# Overclockers! GOC Worldwide Online Qualifier 2016 on OC-ESPORTS



## BadalGulati87 (Oct 3, 2016)

Overclockers be ready for one more event on a worldwide scale. This time it is GALAX bringing it to you. GALAX maker of Nvidia based Graphic Card well known for its Hall of Fame series to most of you guys has announced The GALAX Overclocking Carnival 2016. 

GALAX has confirmed the dates, prizes and stage of the online worldwide qualification phase of the GOC 2016. The online qualification contest is the prelude to the GALAX GOC 2016 Grand Final which will take place in Wuhan, China in mid-December. The qualification phase is open to all overclockers and spans four stages, which include both 2D and 3D challenges.
*
Details about the event:*

*GALAX GOC 2016 WORLDWIDE QUALIFIER:
*The online qualifier is open to all HWBOT members and will be hosted on OC-ESPORTS from October 7th to November 6th 2016. The contest will involve the following stages:

*Contest Stages:
*
Stage 1: 3DMark Fire Strike Extreme
Stage 2: 3DMark Time Spy
Stage 3: 3DMark 11 Physics
Stage 4: Super Pi 32M
To enter the competition, simply submit your best benchmark scores on the contest page. The twelve contestants with the highest overall points will each win a ticket to the GALAX GOC 2016 Grand Final live event.

*Hardware Restrictions:
*
Only use LGA1151 CPUs
Only use 1x GALAX GeForce GTX 1060
Only use GALAX memory
Only results made on or after Oct 7, 2016 are accepted
CPU and cache frequency limited to 6003.00 MHz or less
*Note*: In case of an overall tie, 3DMark Time spy is the first tie-breaker followed by 3DMark11 Physics.

You can learn more details about the rules and restrictions here on the OC-ESPORTS contest page: OC eSport

*PRIZES:
*
Top 12 Win Ticket to the Grand Final in China
The overclockers with the highest scoring submissions will each be invited to compete in the Grand Final. All expenses including travel, accommodation will be paid for by GALAX.
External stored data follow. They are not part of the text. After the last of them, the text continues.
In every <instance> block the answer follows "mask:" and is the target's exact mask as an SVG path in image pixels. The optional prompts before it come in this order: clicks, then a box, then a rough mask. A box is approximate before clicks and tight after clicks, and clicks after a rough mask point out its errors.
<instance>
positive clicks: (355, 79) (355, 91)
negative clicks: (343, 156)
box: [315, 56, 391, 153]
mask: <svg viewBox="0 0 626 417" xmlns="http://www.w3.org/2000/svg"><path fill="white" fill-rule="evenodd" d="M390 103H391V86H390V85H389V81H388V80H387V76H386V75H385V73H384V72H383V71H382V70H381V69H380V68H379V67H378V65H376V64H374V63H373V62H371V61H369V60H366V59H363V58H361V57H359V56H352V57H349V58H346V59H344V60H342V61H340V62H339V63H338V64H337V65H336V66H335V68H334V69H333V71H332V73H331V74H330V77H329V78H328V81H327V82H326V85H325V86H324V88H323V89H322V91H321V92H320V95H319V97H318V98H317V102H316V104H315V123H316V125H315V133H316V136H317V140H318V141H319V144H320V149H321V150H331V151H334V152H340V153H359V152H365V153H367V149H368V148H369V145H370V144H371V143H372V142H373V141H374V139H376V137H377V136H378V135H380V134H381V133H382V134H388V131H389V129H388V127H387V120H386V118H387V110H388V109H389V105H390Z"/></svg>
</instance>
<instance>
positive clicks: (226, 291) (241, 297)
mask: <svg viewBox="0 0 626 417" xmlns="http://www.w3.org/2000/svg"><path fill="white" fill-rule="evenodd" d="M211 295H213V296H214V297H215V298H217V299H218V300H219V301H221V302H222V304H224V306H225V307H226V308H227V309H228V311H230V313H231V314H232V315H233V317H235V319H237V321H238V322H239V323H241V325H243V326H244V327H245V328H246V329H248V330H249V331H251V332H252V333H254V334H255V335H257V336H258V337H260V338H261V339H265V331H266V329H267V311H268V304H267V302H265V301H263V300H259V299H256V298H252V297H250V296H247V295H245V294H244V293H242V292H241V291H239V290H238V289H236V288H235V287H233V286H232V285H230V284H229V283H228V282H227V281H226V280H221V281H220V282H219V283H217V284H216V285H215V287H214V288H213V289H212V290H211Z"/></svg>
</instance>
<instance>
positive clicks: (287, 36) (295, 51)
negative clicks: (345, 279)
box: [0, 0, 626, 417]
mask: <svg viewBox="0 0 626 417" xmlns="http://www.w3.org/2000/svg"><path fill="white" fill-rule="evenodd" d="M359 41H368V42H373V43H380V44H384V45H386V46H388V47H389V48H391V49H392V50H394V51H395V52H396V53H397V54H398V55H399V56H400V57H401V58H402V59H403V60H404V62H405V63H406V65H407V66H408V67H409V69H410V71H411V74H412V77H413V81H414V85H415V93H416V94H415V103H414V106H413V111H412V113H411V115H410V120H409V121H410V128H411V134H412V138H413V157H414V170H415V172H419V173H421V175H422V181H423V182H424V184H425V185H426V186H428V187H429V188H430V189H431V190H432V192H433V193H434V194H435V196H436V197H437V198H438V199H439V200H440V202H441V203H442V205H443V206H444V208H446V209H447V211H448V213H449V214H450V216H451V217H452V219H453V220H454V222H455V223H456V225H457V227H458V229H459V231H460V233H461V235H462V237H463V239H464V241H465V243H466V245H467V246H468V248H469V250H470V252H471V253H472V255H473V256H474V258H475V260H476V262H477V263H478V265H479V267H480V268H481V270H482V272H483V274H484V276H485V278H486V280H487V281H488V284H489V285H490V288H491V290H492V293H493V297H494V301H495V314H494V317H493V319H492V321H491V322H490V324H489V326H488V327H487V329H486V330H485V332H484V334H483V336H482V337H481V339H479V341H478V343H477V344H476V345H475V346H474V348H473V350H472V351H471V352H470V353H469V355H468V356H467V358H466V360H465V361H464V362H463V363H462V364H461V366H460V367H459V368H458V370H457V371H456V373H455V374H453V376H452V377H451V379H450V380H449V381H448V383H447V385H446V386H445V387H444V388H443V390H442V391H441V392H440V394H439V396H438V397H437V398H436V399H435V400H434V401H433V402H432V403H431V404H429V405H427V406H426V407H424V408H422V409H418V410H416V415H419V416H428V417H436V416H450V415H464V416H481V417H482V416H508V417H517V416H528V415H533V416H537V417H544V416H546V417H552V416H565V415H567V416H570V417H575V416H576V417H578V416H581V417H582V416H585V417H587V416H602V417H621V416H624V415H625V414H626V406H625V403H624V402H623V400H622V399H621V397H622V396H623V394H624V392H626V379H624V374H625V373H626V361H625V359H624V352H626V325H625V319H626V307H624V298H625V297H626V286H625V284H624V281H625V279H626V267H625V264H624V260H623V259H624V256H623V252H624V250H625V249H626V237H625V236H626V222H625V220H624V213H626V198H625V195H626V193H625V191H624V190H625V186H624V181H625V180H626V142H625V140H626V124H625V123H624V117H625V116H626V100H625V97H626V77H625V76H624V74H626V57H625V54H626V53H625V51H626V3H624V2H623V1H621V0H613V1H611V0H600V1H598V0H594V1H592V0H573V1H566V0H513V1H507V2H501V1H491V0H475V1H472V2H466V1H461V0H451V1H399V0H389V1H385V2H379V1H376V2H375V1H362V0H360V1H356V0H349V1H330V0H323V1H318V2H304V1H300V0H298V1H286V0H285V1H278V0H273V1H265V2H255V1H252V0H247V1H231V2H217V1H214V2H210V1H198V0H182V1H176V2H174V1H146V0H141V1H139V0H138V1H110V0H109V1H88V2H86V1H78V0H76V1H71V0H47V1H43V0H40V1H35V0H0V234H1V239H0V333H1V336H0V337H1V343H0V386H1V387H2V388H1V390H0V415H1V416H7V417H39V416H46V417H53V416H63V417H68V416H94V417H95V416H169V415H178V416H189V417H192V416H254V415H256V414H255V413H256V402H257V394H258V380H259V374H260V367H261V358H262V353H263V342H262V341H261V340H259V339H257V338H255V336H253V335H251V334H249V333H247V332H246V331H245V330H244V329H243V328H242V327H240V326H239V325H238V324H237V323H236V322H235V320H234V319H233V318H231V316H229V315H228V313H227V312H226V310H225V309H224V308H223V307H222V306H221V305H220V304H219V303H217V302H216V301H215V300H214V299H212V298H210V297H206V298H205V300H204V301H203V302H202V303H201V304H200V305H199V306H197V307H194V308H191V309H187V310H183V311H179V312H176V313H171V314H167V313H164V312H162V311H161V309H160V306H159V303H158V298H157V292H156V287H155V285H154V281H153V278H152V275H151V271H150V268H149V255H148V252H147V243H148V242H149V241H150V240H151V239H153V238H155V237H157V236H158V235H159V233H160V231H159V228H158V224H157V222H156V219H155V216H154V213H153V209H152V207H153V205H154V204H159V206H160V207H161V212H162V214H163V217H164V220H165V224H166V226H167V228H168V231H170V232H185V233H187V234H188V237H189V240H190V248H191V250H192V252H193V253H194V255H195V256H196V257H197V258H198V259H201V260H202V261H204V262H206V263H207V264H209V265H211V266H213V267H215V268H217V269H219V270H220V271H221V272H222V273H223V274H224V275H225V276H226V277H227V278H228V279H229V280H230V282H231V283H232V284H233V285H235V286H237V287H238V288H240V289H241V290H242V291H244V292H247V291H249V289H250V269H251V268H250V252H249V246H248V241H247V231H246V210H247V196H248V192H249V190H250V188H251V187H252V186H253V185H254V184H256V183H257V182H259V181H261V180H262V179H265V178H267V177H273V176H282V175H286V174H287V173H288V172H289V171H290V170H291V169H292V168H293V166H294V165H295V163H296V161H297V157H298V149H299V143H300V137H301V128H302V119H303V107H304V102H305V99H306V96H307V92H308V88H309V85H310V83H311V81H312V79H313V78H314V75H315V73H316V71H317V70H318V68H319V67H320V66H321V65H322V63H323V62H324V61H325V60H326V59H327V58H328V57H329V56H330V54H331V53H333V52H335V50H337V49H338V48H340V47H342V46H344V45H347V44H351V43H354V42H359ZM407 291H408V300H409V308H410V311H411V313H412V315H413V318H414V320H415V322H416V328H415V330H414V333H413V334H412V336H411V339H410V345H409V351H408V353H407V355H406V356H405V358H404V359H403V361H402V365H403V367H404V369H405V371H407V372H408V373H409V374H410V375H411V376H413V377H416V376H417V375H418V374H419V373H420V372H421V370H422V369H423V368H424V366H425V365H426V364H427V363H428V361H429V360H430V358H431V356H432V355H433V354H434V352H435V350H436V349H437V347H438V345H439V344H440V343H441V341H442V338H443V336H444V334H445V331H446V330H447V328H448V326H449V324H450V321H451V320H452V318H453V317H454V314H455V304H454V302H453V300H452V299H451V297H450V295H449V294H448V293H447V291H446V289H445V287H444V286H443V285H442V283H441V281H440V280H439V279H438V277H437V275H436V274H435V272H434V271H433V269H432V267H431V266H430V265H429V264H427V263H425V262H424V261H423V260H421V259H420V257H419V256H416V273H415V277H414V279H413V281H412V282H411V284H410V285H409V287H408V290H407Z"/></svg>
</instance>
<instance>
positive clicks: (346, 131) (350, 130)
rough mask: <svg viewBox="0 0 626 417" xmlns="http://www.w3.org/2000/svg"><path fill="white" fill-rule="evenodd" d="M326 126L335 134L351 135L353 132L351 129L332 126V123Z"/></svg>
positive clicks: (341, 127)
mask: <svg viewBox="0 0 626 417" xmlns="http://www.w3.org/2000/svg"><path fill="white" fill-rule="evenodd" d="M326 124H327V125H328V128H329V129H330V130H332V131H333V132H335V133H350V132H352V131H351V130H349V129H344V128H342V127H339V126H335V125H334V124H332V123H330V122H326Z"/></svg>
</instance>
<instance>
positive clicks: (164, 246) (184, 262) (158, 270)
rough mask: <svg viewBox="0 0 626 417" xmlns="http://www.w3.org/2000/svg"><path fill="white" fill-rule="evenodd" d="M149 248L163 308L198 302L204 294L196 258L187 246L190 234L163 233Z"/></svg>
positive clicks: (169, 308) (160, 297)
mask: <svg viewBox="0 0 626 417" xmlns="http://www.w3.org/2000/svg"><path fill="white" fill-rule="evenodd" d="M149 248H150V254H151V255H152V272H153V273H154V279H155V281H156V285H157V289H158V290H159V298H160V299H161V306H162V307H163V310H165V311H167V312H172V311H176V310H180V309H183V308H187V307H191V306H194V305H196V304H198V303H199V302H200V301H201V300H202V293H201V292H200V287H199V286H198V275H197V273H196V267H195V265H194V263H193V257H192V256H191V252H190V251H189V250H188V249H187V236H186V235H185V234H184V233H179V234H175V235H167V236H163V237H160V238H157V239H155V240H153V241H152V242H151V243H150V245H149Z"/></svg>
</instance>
*Lucky Draw Giveaway Prizes
*The following lucky draw prizes will be on offer for all who compete in the contest without making it into the top 12. Prizes will be drawn after the contest ends. The prize draw is only open to overclockers who made a submission in all four stages. 


GALAX HoF GTX 1070
GALAX HoF DDR4 3600 2x 8GB
GALAX HoF Gamer SSD 512GB
GALAX HoF Black Edition Gaming Keyboard


----------